Graham’s principles would have no credibility if they had not proven so effective. His concept of a close analysis of a company’s books proved to be extremely useful in an age when few others were doing the same. On one occasion, Graham’s analysis found that the Northern Pipeline Company was trading for $65 a share when it had railroad bond assets worth $95 a share. He purchased a large number of shares and convinced the company to sell the assets, resulting in a $70 dividend. Graham walked away with a huge profit, simply because he was willing to look at the fundamentals of a company.

Most businesses change in character and quality over the years, sometimes for the better, but perhaps more often for the worse. The retail investor need not watch his companies’ performance like a hawk, but he should give it a good, hard look from time to time.
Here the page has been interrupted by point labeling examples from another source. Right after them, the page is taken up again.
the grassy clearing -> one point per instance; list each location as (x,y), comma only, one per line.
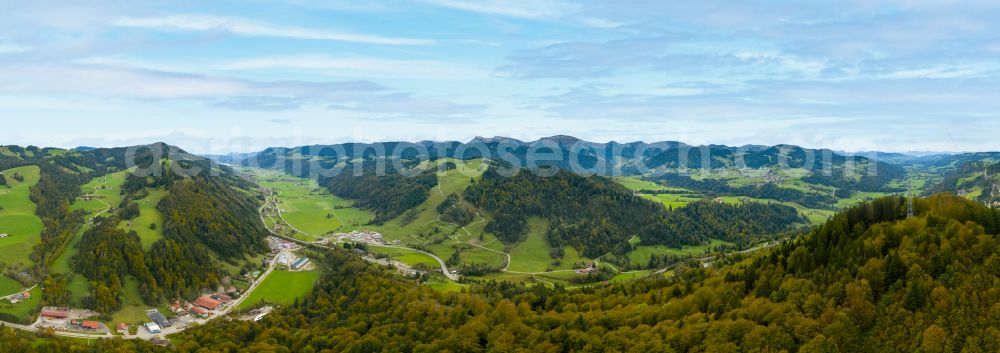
(148,214)
(311,208)
(532,254)
(406,256)
(673,200)
(17,217)
(420,227)
(133,310)
(282,288)
(629,276)
(642,253)
(472,255)
(105,190)
(9,286)
(813,215)
(25,309)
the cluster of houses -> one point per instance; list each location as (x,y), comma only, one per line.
(364,236)
(297,264)
(62,316)
(591,268)
(19,297)
(85,325)
(278,245)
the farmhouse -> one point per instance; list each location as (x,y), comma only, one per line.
(55,314)
(91,325)
(222,298)
(158,318)
(300,263)
(19,297)
(198,311)
(207,302)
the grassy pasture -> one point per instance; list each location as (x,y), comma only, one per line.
(25,309)
(406,256)
(311,208)
(17,217)
(282,288)
(148,214)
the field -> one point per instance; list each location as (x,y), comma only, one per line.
(17,217)
(25,309)
(309,208)
(423,226)
(148,214)
(133,310)
(406,256)
(9,286)
(642,253)
(282,288)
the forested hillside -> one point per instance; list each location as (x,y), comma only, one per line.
(388,192)
(879,283)
(595,214)
(210,215)
(869,281)
(978,180)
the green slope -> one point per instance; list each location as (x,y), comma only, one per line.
(17,217)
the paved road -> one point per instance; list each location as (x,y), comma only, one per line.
(273,198)
(7,297)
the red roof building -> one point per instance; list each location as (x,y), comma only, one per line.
(207,303)
(55,314)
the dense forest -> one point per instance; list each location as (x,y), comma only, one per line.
(979,179)
(106,256)
(595,214)
(718,187)
(382,188)
(926,284)
(870,280)
(210,212)
(208,209)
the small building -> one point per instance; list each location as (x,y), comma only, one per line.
(91,325)
(207,303)
(158,318)
(198,311)
(300,263)
(55,315)
(222,298)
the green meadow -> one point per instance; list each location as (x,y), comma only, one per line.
(23,310)
(148,214)
(282,288)
(17,217)
(311,208)
(406,256)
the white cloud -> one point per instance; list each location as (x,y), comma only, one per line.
(536,10)
(244,27)
(363,67)
(11,49)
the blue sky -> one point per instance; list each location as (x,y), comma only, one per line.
(217,76)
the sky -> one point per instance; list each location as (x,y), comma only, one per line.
(237,76)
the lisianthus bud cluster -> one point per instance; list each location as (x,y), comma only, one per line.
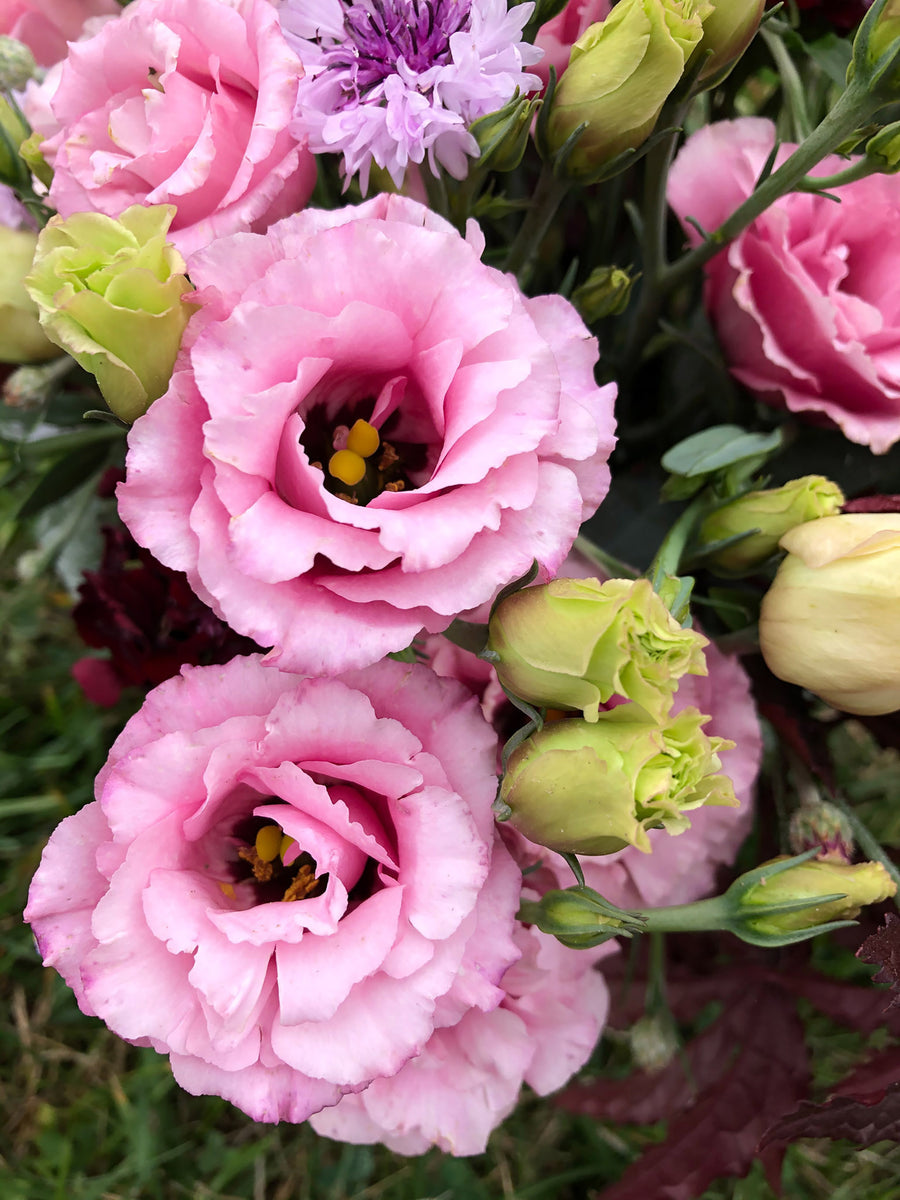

The only problem with Graham’s investment approach is that it will never allow modern investors to be as successful as he was. The market has become much more efficient since the early 20th century. Scores of professional analysts with access to incredible amounts of data have left no obvious investments unchecked. Still, investors can find value stocks wherever a good company is ignored for being “boring” or temporarily unsuccessful. Just as speculation makes some stocks needlessly expensive, it makes others unexpectedly cheap.

To achieve satisfactory investment results is easier than most people realize; to achieve superior results is harder than it looks.

Philanthropy

Though he did not create private foundations nor publicize charitable donations, Graham was a very generous man. He often did expensive favors for his friends and always made enough time for those who wanted to talk. Most shockingly, he would give out stock advice to individuals, telling them the companies he intended to invest in, which allowed them to get in on a good buy without investing with his company.

Probably the most philanthropic act Graham undertook was publishing his books. In his writings, he outlined the strategies investors could use to make money in the same way he did. Graham owed much of his success to being different from other investors. Yet, he felt so compelled to teach others; he willingly gave away secrets and damaged his own ability to make profits for himself.